[02/10] fdstore: add a storage for file descriptors (v2)

Submitted by Andrei Vagin on Feb. 13, 2017, 5:49 a.m.

Details

Message ID 1486964960-4872-3-git-send-email-avagin@openvz.org
State New
Series "Dump and restore nested network namespaces"
Headers show

Commit Message

Andrei Vagin Feb. 13, 2017, 5:49 a.m.
From: Andrei Vagin <avagin@virtuozzo.com>

We need a storage for file descriptors which is shared between processes
and doesn't use a lot of file descriptors. We are going to use it on
restore and if it will use file descriptors, we will have to find
descriptors which don't used by all restored processes to not confilict
with their descriptors.

There are two solutions. The first one is a service (process) which
handles to command push_fd(id, fd) and pop_fd(id, fd).

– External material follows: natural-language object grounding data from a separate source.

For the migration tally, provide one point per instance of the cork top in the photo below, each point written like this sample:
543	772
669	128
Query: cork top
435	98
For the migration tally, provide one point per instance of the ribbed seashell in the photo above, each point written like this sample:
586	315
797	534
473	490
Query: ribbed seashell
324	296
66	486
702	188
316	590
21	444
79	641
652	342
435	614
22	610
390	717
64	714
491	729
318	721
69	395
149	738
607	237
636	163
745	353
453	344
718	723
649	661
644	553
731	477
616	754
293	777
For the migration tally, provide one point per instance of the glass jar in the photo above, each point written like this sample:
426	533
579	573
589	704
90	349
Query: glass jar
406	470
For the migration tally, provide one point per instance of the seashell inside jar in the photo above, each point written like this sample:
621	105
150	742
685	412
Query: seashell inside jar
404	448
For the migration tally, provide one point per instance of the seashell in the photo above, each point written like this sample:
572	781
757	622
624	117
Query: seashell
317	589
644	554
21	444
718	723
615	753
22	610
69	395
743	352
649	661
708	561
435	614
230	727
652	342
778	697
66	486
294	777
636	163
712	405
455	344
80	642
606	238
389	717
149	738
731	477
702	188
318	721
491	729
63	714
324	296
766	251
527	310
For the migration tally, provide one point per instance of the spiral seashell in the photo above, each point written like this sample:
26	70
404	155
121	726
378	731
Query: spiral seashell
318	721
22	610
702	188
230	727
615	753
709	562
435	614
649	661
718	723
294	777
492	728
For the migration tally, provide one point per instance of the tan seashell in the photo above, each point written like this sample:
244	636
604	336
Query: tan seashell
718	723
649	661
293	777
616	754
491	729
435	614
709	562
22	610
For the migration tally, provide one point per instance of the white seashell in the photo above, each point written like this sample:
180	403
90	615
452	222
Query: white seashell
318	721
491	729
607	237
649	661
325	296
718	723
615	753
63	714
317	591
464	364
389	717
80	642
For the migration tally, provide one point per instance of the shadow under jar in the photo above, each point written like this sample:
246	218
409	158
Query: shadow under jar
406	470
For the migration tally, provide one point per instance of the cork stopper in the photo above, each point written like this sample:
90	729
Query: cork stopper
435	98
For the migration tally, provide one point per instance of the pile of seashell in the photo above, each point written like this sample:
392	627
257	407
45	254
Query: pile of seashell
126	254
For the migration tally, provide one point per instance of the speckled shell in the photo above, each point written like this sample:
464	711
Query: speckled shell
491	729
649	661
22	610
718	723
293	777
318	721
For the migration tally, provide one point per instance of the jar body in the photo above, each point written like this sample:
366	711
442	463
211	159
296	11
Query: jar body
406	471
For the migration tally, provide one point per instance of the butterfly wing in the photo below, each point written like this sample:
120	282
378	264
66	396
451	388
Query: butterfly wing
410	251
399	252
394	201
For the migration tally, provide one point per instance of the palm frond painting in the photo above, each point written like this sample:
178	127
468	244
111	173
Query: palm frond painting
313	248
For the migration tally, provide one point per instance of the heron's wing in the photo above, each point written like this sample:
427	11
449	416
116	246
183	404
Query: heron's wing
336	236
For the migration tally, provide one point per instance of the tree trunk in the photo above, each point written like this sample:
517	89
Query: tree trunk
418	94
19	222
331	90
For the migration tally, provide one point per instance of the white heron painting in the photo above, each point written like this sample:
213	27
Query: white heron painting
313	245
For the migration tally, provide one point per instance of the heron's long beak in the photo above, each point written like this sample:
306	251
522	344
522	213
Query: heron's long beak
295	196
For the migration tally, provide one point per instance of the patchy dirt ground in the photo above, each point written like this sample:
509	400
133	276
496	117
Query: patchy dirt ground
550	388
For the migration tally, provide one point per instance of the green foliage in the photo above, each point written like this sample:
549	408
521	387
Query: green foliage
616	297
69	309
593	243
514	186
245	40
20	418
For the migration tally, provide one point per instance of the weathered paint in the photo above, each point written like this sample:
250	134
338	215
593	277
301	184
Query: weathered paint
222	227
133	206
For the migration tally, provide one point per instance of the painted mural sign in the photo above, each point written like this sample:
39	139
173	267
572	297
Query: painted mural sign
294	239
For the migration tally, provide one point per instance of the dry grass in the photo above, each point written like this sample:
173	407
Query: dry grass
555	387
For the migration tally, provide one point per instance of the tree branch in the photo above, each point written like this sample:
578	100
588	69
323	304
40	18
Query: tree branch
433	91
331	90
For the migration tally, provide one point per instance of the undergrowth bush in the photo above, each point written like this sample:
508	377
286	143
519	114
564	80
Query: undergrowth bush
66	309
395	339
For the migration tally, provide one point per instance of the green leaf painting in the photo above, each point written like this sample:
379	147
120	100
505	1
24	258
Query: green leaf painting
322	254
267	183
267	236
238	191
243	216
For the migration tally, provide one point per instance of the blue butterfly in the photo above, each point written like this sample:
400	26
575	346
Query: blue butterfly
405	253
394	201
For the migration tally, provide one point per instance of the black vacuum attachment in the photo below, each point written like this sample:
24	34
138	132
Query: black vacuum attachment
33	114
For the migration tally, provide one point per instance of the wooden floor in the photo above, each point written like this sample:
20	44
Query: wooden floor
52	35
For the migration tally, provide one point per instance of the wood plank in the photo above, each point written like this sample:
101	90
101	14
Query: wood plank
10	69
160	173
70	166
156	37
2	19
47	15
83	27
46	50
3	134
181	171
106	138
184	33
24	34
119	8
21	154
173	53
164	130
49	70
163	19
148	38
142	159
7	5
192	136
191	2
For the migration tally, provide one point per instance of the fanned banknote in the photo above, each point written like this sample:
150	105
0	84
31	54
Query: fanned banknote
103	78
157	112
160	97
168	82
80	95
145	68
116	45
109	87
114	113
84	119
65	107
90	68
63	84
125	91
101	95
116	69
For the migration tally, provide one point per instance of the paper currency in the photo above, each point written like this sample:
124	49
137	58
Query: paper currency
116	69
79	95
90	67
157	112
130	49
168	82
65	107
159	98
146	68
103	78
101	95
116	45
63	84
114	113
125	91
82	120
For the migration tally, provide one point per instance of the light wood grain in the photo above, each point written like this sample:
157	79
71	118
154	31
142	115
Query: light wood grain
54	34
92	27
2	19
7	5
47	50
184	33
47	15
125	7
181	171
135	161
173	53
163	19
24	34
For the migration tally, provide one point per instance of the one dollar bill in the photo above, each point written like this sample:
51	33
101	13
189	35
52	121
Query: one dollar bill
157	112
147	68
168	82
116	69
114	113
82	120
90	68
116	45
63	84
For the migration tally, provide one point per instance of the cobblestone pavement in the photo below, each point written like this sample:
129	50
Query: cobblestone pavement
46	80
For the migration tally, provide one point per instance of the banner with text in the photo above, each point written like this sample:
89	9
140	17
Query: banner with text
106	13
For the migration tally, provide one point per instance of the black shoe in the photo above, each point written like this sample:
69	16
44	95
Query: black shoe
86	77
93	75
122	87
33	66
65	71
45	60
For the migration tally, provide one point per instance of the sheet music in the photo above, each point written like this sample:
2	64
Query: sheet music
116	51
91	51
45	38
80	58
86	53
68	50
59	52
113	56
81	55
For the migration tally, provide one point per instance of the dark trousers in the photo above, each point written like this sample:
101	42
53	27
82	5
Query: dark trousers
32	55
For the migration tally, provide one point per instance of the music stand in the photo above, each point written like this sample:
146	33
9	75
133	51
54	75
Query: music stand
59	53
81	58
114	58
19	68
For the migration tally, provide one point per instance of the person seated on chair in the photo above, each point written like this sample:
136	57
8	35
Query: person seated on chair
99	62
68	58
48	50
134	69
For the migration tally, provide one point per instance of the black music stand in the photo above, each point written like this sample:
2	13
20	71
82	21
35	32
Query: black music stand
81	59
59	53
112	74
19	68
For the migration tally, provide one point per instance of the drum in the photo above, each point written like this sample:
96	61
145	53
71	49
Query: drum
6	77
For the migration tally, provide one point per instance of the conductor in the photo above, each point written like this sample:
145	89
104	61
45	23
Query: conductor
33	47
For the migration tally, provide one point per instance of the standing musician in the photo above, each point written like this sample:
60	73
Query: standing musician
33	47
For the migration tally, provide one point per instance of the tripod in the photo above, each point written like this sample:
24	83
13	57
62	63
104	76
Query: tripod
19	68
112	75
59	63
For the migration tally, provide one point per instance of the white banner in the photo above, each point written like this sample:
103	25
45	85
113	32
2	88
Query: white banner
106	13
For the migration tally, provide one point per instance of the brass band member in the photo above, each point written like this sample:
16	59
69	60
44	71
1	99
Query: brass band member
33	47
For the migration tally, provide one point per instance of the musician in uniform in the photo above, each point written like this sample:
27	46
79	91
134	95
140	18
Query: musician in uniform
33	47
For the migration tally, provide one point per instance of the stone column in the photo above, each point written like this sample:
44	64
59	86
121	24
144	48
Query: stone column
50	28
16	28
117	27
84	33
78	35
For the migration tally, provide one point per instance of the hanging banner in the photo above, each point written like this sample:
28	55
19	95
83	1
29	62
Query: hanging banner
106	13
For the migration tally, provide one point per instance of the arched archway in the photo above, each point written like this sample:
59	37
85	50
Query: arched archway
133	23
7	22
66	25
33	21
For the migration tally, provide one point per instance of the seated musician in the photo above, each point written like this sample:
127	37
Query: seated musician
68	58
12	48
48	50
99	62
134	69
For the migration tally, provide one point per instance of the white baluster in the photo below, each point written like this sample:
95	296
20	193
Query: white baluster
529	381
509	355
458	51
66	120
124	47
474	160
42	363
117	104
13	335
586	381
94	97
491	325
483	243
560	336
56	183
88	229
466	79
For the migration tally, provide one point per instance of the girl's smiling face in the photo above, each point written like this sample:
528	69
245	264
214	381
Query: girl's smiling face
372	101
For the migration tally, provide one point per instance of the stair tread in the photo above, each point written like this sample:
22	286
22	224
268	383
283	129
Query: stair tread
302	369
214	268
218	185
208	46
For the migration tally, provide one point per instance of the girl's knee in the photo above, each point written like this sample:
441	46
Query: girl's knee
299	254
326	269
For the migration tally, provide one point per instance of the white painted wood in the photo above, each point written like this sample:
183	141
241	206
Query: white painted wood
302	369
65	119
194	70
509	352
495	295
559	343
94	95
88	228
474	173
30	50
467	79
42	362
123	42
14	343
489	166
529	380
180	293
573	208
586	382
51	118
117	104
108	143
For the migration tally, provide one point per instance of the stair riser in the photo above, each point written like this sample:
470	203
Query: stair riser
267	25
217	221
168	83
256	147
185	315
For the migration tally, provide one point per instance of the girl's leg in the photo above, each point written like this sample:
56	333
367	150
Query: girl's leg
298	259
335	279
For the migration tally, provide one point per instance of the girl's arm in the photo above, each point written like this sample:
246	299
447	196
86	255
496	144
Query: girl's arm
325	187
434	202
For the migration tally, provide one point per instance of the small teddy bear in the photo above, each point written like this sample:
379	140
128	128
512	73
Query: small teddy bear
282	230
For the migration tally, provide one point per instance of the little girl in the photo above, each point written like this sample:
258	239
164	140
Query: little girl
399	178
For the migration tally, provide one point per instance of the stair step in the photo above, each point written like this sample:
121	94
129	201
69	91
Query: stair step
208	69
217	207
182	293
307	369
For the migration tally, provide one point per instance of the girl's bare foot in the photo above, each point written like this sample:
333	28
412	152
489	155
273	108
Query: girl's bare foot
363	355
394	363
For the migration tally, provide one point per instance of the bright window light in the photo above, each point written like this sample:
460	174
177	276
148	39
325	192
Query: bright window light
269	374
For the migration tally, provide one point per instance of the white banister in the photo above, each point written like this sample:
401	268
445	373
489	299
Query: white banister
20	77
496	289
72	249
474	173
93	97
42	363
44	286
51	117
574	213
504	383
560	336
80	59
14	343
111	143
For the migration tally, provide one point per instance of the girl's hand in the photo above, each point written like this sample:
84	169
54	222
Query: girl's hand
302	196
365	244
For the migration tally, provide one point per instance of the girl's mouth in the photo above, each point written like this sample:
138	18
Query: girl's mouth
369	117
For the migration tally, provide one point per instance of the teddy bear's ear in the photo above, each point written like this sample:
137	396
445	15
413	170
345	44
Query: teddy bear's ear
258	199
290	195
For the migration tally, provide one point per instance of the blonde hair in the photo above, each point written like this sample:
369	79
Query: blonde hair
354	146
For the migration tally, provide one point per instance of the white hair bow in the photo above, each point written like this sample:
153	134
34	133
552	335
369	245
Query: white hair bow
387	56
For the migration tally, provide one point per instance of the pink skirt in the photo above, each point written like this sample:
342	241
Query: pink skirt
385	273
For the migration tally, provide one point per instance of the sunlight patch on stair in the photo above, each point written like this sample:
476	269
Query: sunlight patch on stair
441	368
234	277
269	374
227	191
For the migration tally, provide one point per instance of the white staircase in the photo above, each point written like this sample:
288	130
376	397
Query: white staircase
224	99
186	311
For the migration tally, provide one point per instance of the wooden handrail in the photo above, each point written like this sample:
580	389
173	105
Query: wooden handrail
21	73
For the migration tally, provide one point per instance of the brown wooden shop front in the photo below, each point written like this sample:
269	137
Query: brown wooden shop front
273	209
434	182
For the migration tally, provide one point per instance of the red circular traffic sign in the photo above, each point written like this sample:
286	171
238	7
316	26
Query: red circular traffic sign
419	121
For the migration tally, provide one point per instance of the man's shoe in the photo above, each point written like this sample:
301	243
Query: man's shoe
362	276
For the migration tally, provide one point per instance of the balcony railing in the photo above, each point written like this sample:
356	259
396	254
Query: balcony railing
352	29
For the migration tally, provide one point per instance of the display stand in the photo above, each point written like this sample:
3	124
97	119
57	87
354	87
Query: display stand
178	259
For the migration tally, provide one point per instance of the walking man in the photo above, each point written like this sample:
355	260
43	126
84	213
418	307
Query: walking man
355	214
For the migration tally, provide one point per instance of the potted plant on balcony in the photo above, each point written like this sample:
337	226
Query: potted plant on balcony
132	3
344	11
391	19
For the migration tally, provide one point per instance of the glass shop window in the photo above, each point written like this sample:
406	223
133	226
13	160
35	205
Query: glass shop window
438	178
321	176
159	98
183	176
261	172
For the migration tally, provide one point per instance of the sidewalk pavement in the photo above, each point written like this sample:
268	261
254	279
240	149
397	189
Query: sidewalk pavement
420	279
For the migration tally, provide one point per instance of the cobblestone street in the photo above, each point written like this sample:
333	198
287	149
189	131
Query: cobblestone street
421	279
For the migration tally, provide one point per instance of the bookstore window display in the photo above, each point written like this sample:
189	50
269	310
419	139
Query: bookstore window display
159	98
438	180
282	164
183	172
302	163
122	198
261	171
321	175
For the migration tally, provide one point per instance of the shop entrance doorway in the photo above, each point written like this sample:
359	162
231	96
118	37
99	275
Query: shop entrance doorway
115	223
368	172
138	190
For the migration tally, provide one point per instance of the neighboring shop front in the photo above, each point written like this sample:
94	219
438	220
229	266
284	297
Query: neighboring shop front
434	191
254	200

Another solution is to save descriptros in a unix socket.  It requires
only one extra descriptor which we can register as a service fd. Each
unix socket has a buffer and can fit a number of file descriptros. We
can use SK_PEEK_OFF and MSG_PEEK to get file descriptros from a socket
as many times as we need.

This patch implements the second solution.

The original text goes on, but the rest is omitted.